10. las mujeres fatuas—El pecado y la insensatez están en la misma categoría en la Escritura (1 Samuel 25:25; 2 Samuel 13:13; Salmo 14:1). ¿el mal no recibiremos?—sobrellevándolo con conformidad (Lamentaciones 3:39). Eliphaz Temanita—No se puede aceptar la noción de Rawlinson de que “los nombres de los tres amigos de Job representan los tiempos caldaicos, a eso del 700 antes de Cristo”. Elifaz es un nombre idumeo, del hijo mayor de Esaú (Génesis 36:4); y Temán, hijo de Elifaz (Génesis 36:15), llamado “duque”. Eusebio sitúa a Temán en la Arabia Pétrea (pero véase Nota,Génesis 6:19). Temán significa a la mano derecha, y por tanto, el sur, a saber: parte de Idumea; capital de Edom (Amós 1:12). Los geógrafos hebreos daban el frente hacia el este, no al norte como nesotros hacemos; por tanto para elios la mano derecha era el sur.
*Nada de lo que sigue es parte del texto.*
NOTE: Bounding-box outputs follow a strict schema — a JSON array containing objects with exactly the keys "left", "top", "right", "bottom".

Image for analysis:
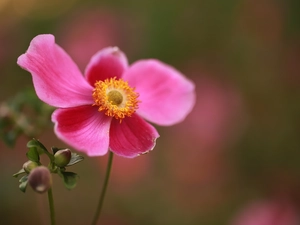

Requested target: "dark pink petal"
[
  {"left": 52, "top": 106, "right": 111, "bottom": 156},
  {"left": 18, "top": 34, "right": 93, "bottom": 108},
  {"left": 109, "top": 114, "right": 159, "bottom": 158},
  {"left": 123, "top": 59, "right": 195, "bottom": 125},
  {"left": 85, "top": 47, "right": 128, "bottom": 86}
]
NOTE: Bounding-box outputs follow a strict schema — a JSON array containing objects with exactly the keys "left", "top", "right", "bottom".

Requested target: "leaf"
[
  {"left": 13, "top": 169, "right": 26, "bottom": 177},
  {"left": 26, "top": 147, "right": 40, "bottom": 163},
  {"left": 27, "top": 139, "right": 54, "bottom": 161},
  {"left": 19, "top": 175, "right": 28, "bottom": 193},
  {"left": 61, "top": 172, "right": 79, "bottom": 190},
  {"left": 67, "top": 152, "right": 84, "bottom": 166},
  {"left": 51, "top": 146, "right": 65, "bottom": 155}
]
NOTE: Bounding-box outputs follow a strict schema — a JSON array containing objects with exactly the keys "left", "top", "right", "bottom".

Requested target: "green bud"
[
  {"left": 28, "top": 166, "right": 52, "bottom": 194},
  {"left": 23, "top": 160, "right": 39, "bottom": 173},
  {"left": 54, "top": 149, "right": 72, "bottom": 167}
]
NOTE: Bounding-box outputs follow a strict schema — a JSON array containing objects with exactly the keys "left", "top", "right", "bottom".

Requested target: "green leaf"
[
  {"left": 67, "top": 152, "right": 84, "bottom": 166},
  {"left": 19, "top": 175, "right": 28, "bottom": 193},
  {"left": 26, "top": 147, "right": 40, "bottom": 163},
  {"left": 51, "top": 146, "right": 65, "bottom": 155},
  {"left": 61, "top": 172, "right": 79, "bottom": 190},
  {"left": 13, "top": 169, "right": 26, "bottom": 177},
  {"left": 27, "top": 139, "right": 54, "bottom": 161}
]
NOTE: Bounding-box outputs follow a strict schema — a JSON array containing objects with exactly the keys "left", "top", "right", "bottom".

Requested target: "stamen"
[{"left": 93, "top": 77, "right": 140, "bottom": 122}]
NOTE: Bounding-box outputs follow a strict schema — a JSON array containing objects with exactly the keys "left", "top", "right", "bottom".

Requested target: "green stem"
[
  {"left": 92, "top": 151, "right": 114, "bottom": 225},
  {"left": 48, "top": 188, "right": 55, "bottom": 225}
]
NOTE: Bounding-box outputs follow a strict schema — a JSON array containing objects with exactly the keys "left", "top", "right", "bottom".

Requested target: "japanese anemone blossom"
[{"left": 18, "top": 34, "right": 195, "bottom": 158}]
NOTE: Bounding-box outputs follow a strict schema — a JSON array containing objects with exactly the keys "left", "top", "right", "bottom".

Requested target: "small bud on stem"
[
  {"left": 28, "top": 166, "right": 52, "bottom": 194},
  {"left": 23, "top": 160, "right": 39, "bottom": 173},
  {"left": 54, "top": 149, "right": 72, "bottom": 167}
]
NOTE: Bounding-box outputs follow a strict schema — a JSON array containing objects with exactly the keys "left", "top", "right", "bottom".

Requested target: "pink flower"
[{"left": 18, "top": 35, "right": 195, "bottom": 158}]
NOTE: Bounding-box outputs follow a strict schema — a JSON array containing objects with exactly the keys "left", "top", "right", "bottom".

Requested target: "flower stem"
[
  {"left": 92, "top": 151, "right": 114, "bottom": 225},
  {"left": 48, "top": 188, "right": 55, "bottom": 225}
]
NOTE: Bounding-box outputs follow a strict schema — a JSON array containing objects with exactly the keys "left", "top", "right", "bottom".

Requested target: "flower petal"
[
  {"left": 123, "top": 59, "right": 195, "bottom": 126},
  {"left": 109, "top": 114, "right": 159, "bottom": 158},
  {"left": 17, "top": 34, "right": 93, "bottom": 107},
  {"left": 52, "top": 106, "right": 111, "bottom": 156},
  {"left": 85, "top": 47, "right": 128, "bottom": 86}
]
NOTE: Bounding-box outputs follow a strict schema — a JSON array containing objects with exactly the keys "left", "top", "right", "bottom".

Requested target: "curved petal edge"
[
  {"left": 123, "top": 59, "right": 196, "bottom": 126},
  {"left": 109, "top": 114, "right": 159, "bottom": 158},
  {"left": 85, "top": 47, "right": 128, "bottom": 86},
  {"left": 17, "top": 34, "right": 93, "bottom": 108},
  {"left": 52, "top": 106, "right": 111, "bottom": 156}
]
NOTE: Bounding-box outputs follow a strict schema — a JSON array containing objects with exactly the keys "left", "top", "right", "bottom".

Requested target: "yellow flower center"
[{"left": 93, "top": 77, "right": 140, "bottom": 122}]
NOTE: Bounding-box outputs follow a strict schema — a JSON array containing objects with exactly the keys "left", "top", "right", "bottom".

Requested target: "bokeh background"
[{"left": 0, "top": 0, "right": 300, "bottom": 225}]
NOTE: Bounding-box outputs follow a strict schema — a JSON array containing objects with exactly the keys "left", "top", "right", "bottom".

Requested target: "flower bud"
[
  {"left": 54, "top": 149, "right": 72, "bottom": 167},
  {"left": 28, "top": 166, "right": 52, "bottom": 194},
  {"left": 23, "top": 160, "right": 39, "bottom": 173}
]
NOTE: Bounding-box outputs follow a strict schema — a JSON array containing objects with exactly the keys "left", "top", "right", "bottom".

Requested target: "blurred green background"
[{"left": 0, "top": 0, "right": 300, "bottom": 225}]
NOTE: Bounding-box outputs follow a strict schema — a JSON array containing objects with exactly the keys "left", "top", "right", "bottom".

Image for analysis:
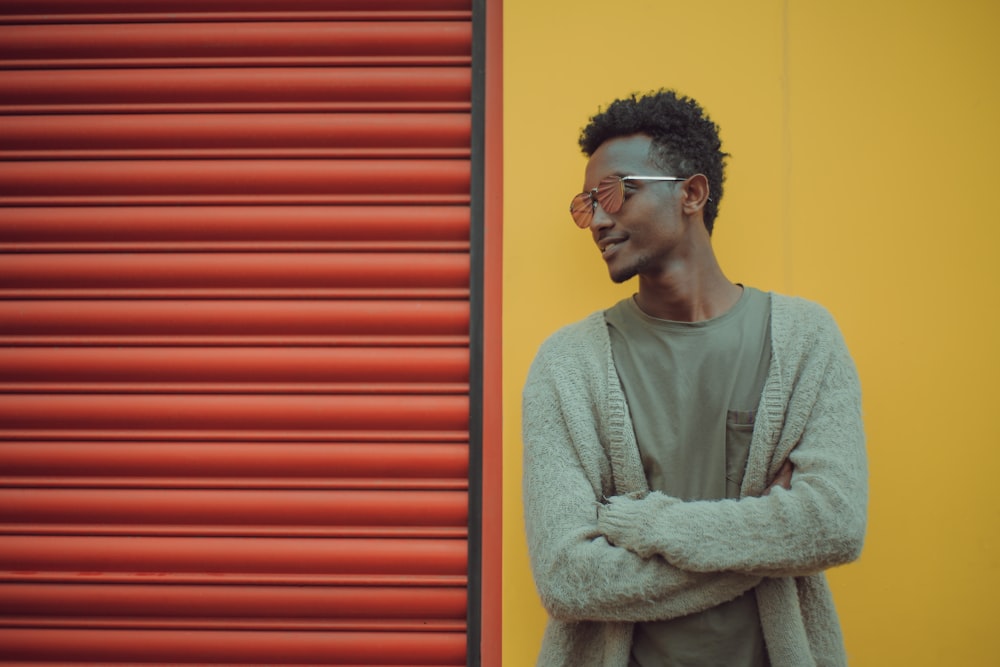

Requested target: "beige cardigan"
[{"left": 523, "top": 294, "right": 868, "bottom": 667}]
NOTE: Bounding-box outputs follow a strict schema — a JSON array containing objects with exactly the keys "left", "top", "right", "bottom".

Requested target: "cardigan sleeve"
[
  {"left": 523, "top": 334, "right": 760, "bottom": 621},
  {"left": 598, "top": 311, "right": 868, "bottom": 577}
]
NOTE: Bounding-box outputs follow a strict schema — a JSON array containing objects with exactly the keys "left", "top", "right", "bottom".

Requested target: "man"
[{"left": 523, "top": 91, "right": 867, "bottom": 667}]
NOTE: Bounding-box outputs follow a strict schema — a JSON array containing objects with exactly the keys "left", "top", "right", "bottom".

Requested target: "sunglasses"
[{"left": 569, "top": 176, "right": 690, "bottom": 229}]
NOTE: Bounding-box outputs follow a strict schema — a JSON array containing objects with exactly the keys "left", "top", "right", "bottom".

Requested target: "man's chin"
[{"left": 608, "top": 267, "right": 636, "bottom": 285}]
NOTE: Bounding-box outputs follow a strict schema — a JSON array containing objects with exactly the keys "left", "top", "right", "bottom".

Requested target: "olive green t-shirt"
[{"left": 605, "top": 288, "right": 771, "bottom": 667}]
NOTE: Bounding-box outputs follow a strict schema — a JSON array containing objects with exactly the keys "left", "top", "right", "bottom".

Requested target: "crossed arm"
[{"left": 524, "top": 324, "right": 867, "bottom": 621}]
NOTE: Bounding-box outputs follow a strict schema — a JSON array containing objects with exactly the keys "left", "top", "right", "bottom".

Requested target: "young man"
[{"left": 523, "top": 91, "right": 867, "bottom": 667}]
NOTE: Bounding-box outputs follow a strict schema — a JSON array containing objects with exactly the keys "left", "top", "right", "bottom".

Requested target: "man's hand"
[{"left": 764, "top": 459, "right": 794, "bottom": 496}]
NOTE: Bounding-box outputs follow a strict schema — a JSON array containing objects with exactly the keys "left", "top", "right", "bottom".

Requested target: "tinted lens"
[
  {"left": 569, "top": 192, "right": 594, "bottom": 229},
  {"left": 569, "top": 176, "right": 623, "bottom": 229},
  {"left": 595, "top": 176, "right": 624, "bottom": 215}
]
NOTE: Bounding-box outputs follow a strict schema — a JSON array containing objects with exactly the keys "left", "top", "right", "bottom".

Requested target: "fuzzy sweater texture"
[{"left": 523, "top": 294, "right": 868, "bottom": 667}]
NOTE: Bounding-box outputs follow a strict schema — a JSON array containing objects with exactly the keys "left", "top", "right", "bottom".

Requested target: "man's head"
[{"left": 580, "top": 90, "right": 729, "bottom": 234}]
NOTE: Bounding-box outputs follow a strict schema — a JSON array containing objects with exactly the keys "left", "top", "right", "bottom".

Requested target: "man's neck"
[{"left": 636, "top": 253, "right": 743, "bottom": 322}]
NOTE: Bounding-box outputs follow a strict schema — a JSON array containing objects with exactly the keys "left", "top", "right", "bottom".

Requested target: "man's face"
[{"left": 584, "top": 134, "right": 684, "bottom": 283}]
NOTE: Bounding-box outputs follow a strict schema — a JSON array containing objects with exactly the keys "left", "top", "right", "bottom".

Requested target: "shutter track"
[{"left": 0, "top": 0, "right": 472, "bottom": 667}]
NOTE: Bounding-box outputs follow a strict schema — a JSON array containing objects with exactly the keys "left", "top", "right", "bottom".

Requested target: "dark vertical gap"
[{"left": 466, "top": 0, "right": 486, "bottom": 667}]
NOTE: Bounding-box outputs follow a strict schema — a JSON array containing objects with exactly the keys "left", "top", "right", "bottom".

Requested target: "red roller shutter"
[{"left": 0, "top": 0, "right": 486, "bottom": 666}]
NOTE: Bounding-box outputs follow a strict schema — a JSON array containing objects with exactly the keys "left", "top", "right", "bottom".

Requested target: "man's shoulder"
[
  {"left": 770, "top": 292, "right": 836, "bottom": 328},
  {"left": 771, "top": 293, "right": 845, "bottom": 362},
  {"left": 542, "top": 310, "right": 606, "bottom": 349}
]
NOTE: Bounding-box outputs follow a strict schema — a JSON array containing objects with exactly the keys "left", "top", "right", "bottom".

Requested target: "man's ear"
[{"left": 681, "top": 174, "right": 711, "bottom": 215}]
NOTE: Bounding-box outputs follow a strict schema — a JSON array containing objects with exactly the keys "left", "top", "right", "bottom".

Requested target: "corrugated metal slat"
[{"left": 0, "top": 0, "right": 472, "bottom": 667}]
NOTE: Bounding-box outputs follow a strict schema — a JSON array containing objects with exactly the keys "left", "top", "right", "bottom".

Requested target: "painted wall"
[{"left": 503, "top": 0, "right": 1000, "bottom": 667}]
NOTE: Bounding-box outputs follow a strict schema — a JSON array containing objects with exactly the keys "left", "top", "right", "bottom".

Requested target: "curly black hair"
[{"left": 580, "top": 89, "right": 729, "bottom": 234}]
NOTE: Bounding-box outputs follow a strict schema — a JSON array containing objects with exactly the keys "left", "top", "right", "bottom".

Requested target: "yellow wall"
[{"left": 503, "top": 0, "right": 1000, "bottom": 667}]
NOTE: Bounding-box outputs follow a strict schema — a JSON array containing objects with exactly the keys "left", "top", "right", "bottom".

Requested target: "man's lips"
[{"left": 597, "top": 236, "right": 625, "bottom": 259}]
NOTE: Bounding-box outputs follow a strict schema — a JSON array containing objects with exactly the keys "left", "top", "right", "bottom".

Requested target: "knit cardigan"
[{"left": 523, "top": 294, "right": 868, "bottom": 667}]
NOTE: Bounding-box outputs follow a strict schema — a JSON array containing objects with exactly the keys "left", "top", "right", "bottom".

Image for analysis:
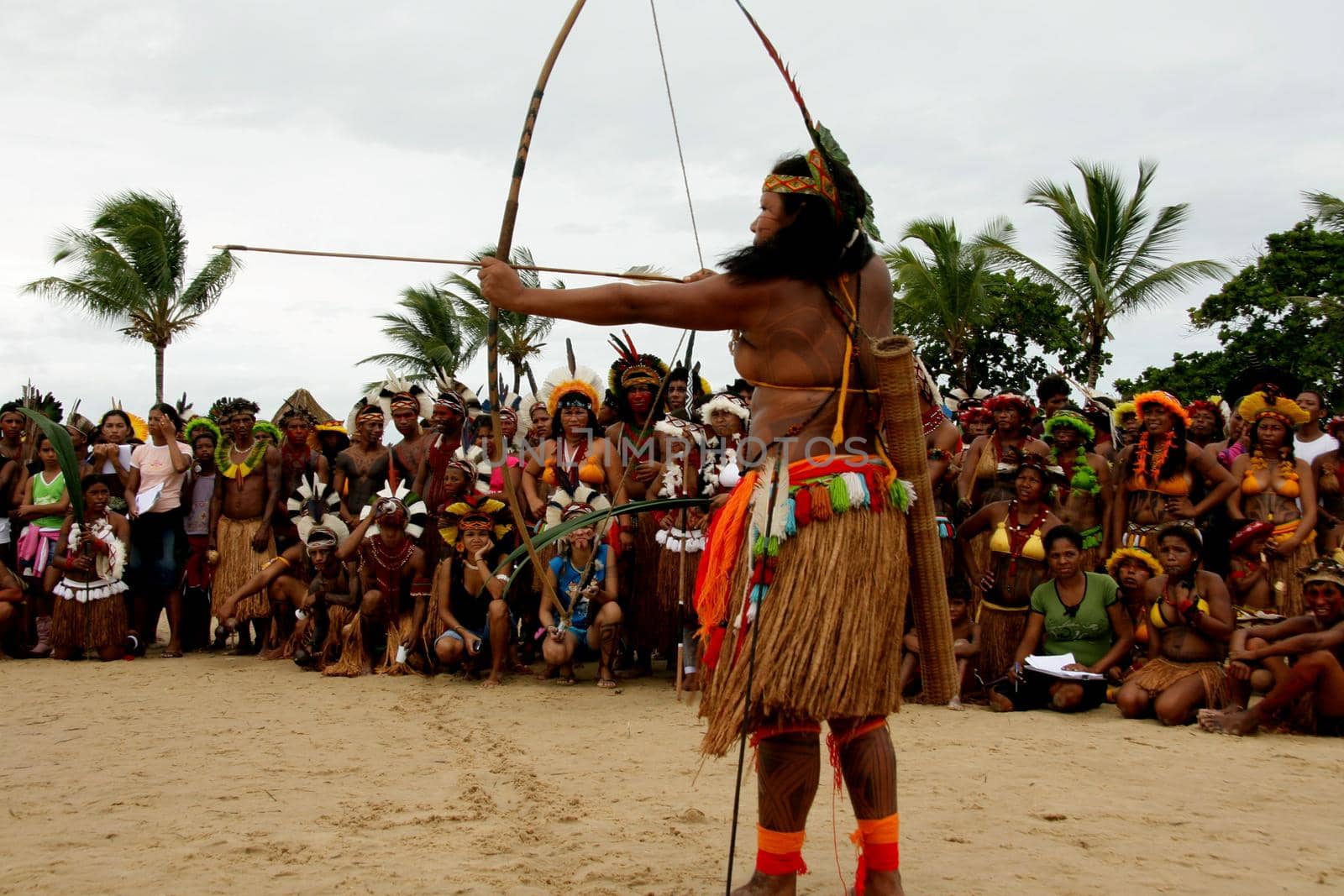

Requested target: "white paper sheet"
[
  {"left": 136, "top": 482, "right": 164, "bottom": 513},
  {"left": 1026, "top": 652, "right": 1106, "bottom": 681},
  {"left": 98, "top": 445, "right": 136, "bottom": 475}
]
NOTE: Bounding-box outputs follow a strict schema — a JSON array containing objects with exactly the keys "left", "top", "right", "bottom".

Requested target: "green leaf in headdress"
[
  {"left": 815, "top": 121, "right": 882, "bottom": 242},
  {"left": 18, "top": 407, "right": 83, "bottom": 521}
]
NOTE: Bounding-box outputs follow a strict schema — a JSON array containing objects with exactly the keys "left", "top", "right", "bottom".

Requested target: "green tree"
[
  {"left": 1117, "top": 220, "right": 1344, "bottom": 407},
  {"left": 359, "top": 284, "right": 475, "bottom": 383},
  {"left": 883, "top": 219, "right": 1082, "bottom": 392},
  {"left": 990, "top": 161, "right": 1228, "bottom": 387},
  {"left": 22, "top": 192, "right": 239, "bottom": 401},
  {"left": 1302, "top": 193, "right": 1344, "bottom": 233},
  {"left": 444, "top": 246, "right": 564, "bottom": 392}
]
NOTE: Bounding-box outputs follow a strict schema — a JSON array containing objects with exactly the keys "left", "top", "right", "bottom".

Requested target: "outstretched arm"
[{"left": 480, "top": 258, "right": 774, "bottom": 331}]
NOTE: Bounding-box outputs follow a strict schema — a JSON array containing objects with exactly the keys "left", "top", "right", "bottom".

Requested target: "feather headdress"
[
  {"left": 540, "top": 340, "right": 602, "bottom": 423},
  {"left": 359, "top": 482, "right": 428, "bottom": 538}
]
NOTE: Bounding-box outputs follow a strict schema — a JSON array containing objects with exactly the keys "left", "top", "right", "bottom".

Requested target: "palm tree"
[
  {"left": 986, "top": 161, "right": 1228, "bottom": 387},
  {"left": 444, "top": 246, "right": 564, "bottom": 392},
  {"left": 882, "top": 217, "right": 1008, "bottom": 391},
  {"left": 359, "top": 284, "right": 475, "bottom": 383},
  {"left": 22, "top": 192, "right": 239, "bottom": 401},
  {"left": 1302, "top": 193, "right": 1344, "bottom": 233}
]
Los temanitas eran famosos por la sabiduría (Jeremias 49:7). Baruch los menciona como “autores de fábulas (es decir, proverbios que resultaban de la observación), y escudriñadores de los conocimientos”. Bildad Suhita—Súa (fosa), hijo de Abraham y Cetura (Génesis 25:2). Ptolomeo menciona la región de Syccea, en la Arabia Desértica, al este de Batanea. Sophar Naamathita—No de los naamanes de Judá (Josué 15:41), que distaba demasiado, sino alguna región de la Arabia Desértica. Fretelio dice que había una Naamath en Uz.

12. hacia el cielo—Violentamente arrojaron cenizas hacia arriba que les cayesen sobre sus cabezas y las cubriesen. Señal de profundo dolor (Josué 7:6; Hechos 22:23).

13. siete días y siete noches—No quedaron postrados y sin alimento todo el tiempo, sino por la mayor parte de este período cada día y cada noche. El sentarse en tierra era señal de luto (Lamentaciones 2:10). Comúnmente duraba el luto siete días (Génesis 50:10; 1 Samuel 31:13). Este silencio puede que se debiese a sospecha de maldad en Job que les nacía en la mente: pero principalmente porque son solamente los dolores comunes los que hallan expresión en el lenguaje; los extraordinarios son demasiado grandes para el habla: son indecibles.